On the corporate front, I've just finished up Phase 1 of a consulting engagement focused on developing an organizational adoption plan for a large, global company that is utilizing a virtual world platform as an emerging tool for delivering immersive learning and fostering collaboration and idea sharing among employees spread around the world. It is extremely encouraging to see companies moving out of the "technology implementation" stage and into the "organizational implementation" stage; this signifies a movement of virtual worlds out of the IT departments and into human resources, training, and other departments focused on internal communication. Organizations who have been thinking about or starting to implement virtual worlds have spent a lot of time focused on getting the technology to work and integrate with their existing corporate systems for the past two years; we're moving out of that focus now and into questions of how virtual worlds can best be leveraged. That's an exciting trend for those of us who've been focused on immersive design and how virtual worlds can support different communication and collaboration dynamics.

Another sign that virtual worlds are headed for mainstream adoption are emerging best practice examples of their use for training and learning. Just today, Proton Media announced a partnership with PPD to develop a Virtual Clinical Trial training solution. I've been working with clients recently on virtual preceptorships, virtual apprenticeships, and developing virtual sales territories. There are more and more conversations emerging of using these "mirror worlds" for realistic practice and this trend will continue.

Aaron Silvers blogged this week about his experience at GameTech 2011 where there was more talk about virtual worlds than games. In February, Aaron and I had talked about the current state of virtual worlds  at TechKnowledge 2011 (where I had presented two sessions on virtual worlds for learning). I had been arguing that they were re-emerging from a lag in interest and I think his observations on GameTech confirm that in the government, virtual worlds are certainly garnering renewed attention as a learning tool.

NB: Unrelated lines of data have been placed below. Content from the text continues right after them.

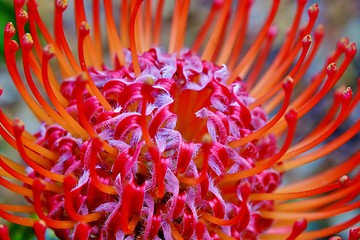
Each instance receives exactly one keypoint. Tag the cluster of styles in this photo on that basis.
(176, 143)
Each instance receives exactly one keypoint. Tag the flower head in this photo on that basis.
(182, 143)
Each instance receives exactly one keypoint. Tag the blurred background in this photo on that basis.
(340, 18)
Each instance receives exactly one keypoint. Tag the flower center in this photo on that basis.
(171, 127)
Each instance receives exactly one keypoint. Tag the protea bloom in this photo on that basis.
(176, 143)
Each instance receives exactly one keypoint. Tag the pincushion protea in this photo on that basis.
(176, 143)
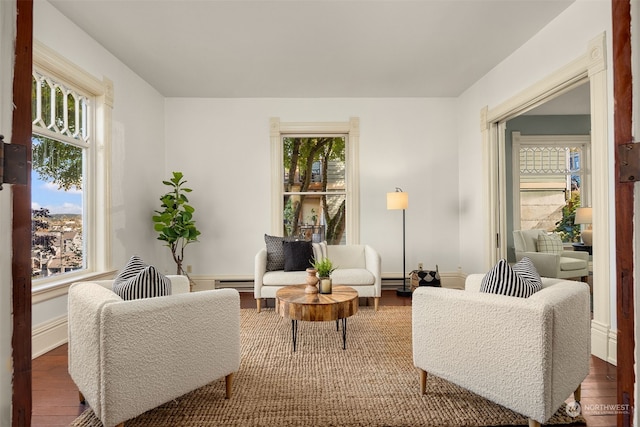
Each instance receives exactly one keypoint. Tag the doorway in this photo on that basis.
(588, 69)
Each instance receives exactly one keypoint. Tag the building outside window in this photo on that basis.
(314, 188)
(315, 180)
(69, 170)
(552, 182)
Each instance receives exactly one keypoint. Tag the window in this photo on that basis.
(68, 181)
(60, 146)
(314, 188)
(552, 181)
(315, 181)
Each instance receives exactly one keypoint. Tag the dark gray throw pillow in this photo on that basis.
(298, 255)
(275, 252)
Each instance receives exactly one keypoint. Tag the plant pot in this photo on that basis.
(312, 279)
(325, 285)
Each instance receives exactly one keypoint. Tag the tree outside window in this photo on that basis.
(314, 188)
(60, 144)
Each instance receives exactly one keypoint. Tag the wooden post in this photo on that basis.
(622, 92)
(21, 235)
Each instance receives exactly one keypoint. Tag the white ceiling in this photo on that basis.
(311, 48)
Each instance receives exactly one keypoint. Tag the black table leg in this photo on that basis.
(294, 332)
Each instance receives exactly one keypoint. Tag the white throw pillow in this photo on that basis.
(550, 243)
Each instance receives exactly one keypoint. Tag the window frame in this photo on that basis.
(519, 140)
(96, 190)
(351, 131)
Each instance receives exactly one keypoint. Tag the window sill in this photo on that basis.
(54, 288)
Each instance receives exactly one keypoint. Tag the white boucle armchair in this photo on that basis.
(128, 357)
(527, 354)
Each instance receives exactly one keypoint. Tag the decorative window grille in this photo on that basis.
(61, 138)
(544, 160)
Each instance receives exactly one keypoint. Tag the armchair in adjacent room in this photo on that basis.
(128, 357)
(554, 261)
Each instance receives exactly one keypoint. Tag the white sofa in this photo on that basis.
(357, 266)
(127, 357)
(527, 354)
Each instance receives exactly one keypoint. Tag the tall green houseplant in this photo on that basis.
(174, 223)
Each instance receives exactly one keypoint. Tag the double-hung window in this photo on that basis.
(315, 181)
(68, 180)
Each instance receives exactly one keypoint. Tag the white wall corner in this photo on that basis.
(48, 336)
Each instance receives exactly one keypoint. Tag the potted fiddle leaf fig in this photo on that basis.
(174, 222)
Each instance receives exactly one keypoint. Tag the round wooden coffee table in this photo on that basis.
(293, 303)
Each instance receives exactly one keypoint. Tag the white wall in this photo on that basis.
(7, 38)
(137, 149)
(222, 146)
(563, 40)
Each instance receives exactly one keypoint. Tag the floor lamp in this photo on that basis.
(400, 200)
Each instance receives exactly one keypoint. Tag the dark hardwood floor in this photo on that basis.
(55, 396)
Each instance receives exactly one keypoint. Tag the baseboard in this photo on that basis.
(48, 336)
(613, 348)
(600, 340)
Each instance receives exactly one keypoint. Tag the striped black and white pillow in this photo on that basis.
(522, 280)
(148, 283)
(134, 266)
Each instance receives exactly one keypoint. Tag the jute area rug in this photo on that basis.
(371, 383)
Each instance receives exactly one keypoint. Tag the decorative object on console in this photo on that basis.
(422, 277)
(324, 267)
(400, 200)
(585, 216)
(174, 223)
(312, 281)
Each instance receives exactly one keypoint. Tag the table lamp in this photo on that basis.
(584, 216)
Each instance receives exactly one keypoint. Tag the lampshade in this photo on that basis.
(397, 200)
(583, 216)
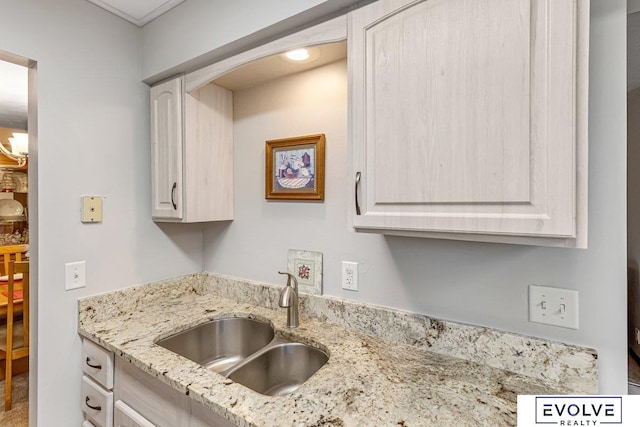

Earlier this week I did a quick search for "virtual worlds" on my blog and found that in the last three years, I've written 32 blog posts related to virtual world topics. I was pretty surprised. Although I've spent a lot of time thinking and speaking about immersive learning design since starting this blog, I don't think I realized how much I'd actually written down. In December 2009, I wrote a post titled "Virtual World 2.0...a few humble predictions" where I made some assumptions about the emerging characteristics of virtual worlds that would lead them to mainstream adoption. I did pretty good on my prediction scorecard:

  • Browser-based: almost all virtual worlds are moving in this direction, with minimal plug-ins and more consistent web navigational standards
  • Less user-generated content: the most successful serious virtual worlds have provided packaged experiences (eg. Protosphere, VenueGen, web.alive, VastPark)
  • Open source: OpenSim continues to strengthen and expand its reach
  • Integration with other tools (mobile, augmented reality, existing workplace systems like Sharepoint): this has happened on many levels and in different ways across platforms, but the system integration features may be the key to pushing virtual worlds to mainstream adoption
  • More seamless user-experience and navigation: point-and-click navigation is practically standard in the most popular serious virtual worlds. Oh, and have you seen Kinect?
Virtual worlds have been moving through a natural evolution and are beginning to emerge as a valuable tool in corporate and government learning, communication, and collaboration. Our thinking now needs to evolve as well; its no longer a question of if, but when. For organizations who understand this, the real question is, "how can you prepare to successfully adopt and integrate immersive and experiential learning?"